安倍首相は、4日に伊勢神宮に参拝したあとの年頭記者会見で、「今年こそ新しい時代への希望を生み出すような憲法のあるべき姿を国民にしっかりと提示する」と述べたとのことだ。新年の誓いとして神前に祈った内容を、そのまま表明したと見ていいだろう。この人の憲法観を、正直に映し出している。
 つまり、今の憲法は国の未来に希望を生み出さないと考えているのだ。国際紛争を解決する手段としての武力の行使や武力による威嚇は、永久に放棄するとした平和憲法は、国民のためにならないと本気で考えていることがわかる。そこにあるのは、自国防衛のためには武力で戦うことのできる「ふつうの国」になりたいという、強い願望である。
 安倍政権にとって、北朝鮮のミサイル発射は、何よりもありがたいプレゼントだった。迎撃ミサイルの充実や、敵基地を破壊できる巡航ミサイルの導入などが、おかげで禁忌なく議論できるようになった。対抗できる防衛力を高め、同盟国とともに圧力をかけるという手法は、平和外交を駆使し、あくまでも非軍事的な手段で脅威をなくして行こうとする努力に比べたら、はるかに簡単で容易でわかりやすい。武器を買うからアメリカも喜んでくれる。
 だがここで障害になるのが平和憲法である。巡航ミサイルは憲法上許されない攻撃的兵器ではないのかという議論が必ず出てくる。間もなく始まる国会でも、その議論は本格化するに違いない。一事が万事で、現政権が「戦えるふつうの国」になろうとすればするほど、ことごとに「憲法の縛り」が障害として立ちはだかってくるのだ。安倍政権が、憲法を「あるべき姿ではない」として敵視するのは当然なのである。
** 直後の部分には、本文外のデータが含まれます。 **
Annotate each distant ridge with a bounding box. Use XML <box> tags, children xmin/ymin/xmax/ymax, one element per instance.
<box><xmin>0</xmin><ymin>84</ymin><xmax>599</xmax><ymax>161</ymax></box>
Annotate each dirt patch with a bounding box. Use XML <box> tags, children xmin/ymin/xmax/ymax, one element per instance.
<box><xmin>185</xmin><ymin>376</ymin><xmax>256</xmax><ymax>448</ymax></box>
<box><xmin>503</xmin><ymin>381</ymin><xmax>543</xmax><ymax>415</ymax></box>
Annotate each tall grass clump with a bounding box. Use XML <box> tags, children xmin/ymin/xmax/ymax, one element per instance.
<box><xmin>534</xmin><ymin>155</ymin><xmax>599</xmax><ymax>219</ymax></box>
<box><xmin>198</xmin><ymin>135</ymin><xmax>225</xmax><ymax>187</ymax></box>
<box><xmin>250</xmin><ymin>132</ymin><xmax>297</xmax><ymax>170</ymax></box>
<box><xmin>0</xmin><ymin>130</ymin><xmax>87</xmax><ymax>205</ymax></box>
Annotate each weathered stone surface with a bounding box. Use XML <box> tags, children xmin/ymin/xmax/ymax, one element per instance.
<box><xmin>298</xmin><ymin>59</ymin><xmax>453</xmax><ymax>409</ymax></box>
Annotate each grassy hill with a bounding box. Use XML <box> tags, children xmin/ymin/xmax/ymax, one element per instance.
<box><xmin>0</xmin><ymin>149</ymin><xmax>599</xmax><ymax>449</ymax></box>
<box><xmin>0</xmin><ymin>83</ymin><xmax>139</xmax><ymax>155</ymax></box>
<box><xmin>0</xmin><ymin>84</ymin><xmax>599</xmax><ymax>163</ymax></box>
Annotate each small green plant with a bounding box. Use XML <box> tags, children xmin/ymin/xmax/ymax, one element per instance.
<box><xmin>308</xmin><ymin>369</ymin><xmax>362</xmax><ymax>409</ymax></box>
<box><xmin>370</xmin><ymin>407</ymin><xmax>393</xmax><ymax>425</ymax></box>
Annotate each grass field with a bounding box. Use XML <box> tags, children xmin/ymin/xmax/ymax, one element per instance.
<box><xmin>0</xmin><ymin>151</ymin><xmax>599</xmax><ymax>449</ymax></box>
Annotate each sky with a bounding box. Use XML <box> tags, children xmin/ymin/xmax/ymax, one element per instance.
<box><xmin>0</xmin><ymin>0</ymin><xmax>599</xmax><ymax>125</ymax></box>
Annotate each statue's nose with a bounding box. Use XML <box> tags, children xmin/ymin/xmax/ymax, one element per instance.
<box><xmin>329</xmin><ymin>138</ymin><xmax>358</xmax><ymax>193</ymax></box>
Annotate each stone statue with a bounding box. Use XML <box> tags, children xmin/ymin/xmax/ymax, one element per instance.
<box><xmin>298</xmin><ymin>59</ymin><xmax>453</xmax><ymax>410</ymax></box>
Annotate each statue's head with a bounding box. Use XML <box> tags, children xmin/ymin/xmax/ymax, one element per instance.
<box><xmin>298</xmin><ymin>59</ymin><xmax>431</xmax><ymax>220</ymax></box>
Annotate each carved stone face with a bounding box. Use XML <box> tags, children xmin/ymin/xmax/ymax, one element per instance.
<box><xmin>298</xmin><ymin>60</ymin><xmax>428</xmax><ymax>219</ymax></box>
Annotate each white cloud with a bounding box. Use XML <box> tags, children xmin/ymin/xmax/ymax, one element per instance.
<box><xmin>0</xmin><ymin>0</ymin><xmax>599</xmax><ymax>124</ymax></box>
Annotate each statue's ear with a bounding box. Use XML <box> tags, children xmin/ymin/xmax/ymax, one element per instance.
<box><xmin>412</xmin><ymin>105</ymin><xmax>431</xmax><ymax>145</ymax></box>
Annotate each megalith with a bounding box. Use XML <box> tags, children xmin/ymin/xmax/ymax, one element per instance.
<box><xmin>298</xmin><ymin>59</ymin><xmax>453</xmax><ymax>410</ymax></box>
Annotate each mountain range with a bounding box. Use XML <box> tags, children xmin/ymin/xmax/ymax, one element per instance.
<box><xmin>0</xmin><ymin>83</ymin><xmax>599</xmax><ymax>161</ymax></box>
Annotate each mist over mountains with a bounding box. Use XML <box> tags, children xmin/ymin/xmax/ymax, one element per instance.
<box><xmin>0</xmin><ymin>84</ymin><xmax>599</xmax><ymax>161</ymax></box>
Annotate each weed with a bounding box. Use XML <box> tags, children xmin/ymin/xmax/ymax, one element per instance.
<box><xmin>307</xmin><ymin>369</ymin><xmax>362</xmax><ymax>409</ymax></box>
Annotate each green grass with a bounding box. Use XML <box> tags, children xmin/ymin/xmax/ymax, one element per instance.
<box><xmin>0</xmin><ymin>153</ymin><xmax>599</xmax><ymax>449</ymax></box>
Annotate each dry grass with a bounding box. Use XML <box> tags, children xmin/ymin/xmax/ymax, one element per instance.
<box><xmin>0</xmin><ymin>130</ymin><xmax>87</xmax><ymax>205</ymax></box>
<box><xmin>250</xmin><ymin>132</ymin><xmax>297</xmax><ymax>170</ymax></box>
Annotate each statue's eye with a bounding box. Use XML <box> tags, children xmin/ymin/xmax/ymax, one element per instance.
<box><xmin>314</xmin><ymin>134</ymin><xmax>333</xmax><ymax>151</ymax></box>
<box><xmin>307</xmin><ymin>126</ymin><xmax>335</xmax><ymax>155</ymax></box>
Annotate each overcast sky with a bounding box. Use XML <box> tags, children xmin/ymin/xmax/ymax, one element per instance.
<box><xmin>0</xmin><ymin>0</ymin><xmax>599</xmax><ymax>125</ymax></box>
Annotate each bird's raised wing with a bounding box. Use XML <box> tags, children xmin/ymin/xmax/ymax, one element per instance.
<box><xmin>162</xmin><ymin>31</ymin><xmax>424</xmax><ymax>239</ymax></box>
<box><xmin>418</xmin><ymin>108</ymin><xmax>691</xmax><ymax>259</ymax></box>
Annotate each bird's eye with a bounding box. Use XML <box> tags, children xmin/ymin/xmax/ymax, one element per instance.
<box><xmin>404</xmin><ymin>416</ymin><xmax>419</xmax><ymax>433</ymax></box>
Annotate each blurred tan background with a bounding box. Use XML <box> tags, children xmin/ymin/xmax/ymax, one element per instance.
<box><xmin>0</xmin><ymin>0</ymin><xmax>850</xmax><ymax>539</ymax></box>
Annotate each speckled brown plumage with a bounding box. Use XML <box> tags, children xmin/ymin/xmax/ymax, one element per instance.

 しかし、ここで私たちは考えなければならない。今の日本国憲法が、戦争と両立しないことは最初からわかっていた。憲法を無視して解釈改憲の無理を重ねるにしても限界というものがある。安倍政権は、その限界にまで来てしまったのだ。だからこそ「改憲の議論」に期待しているのである。もうこれ以上のごまかしは効かない。今の平和憲法は「あるべき姿ではない」のか、それとも未来の平和な世界を先取りした「あるべき姿」なのか、どちらかを選ぶ時が間もなく来るということだ。その時のために、しっかりと心を決めておこう。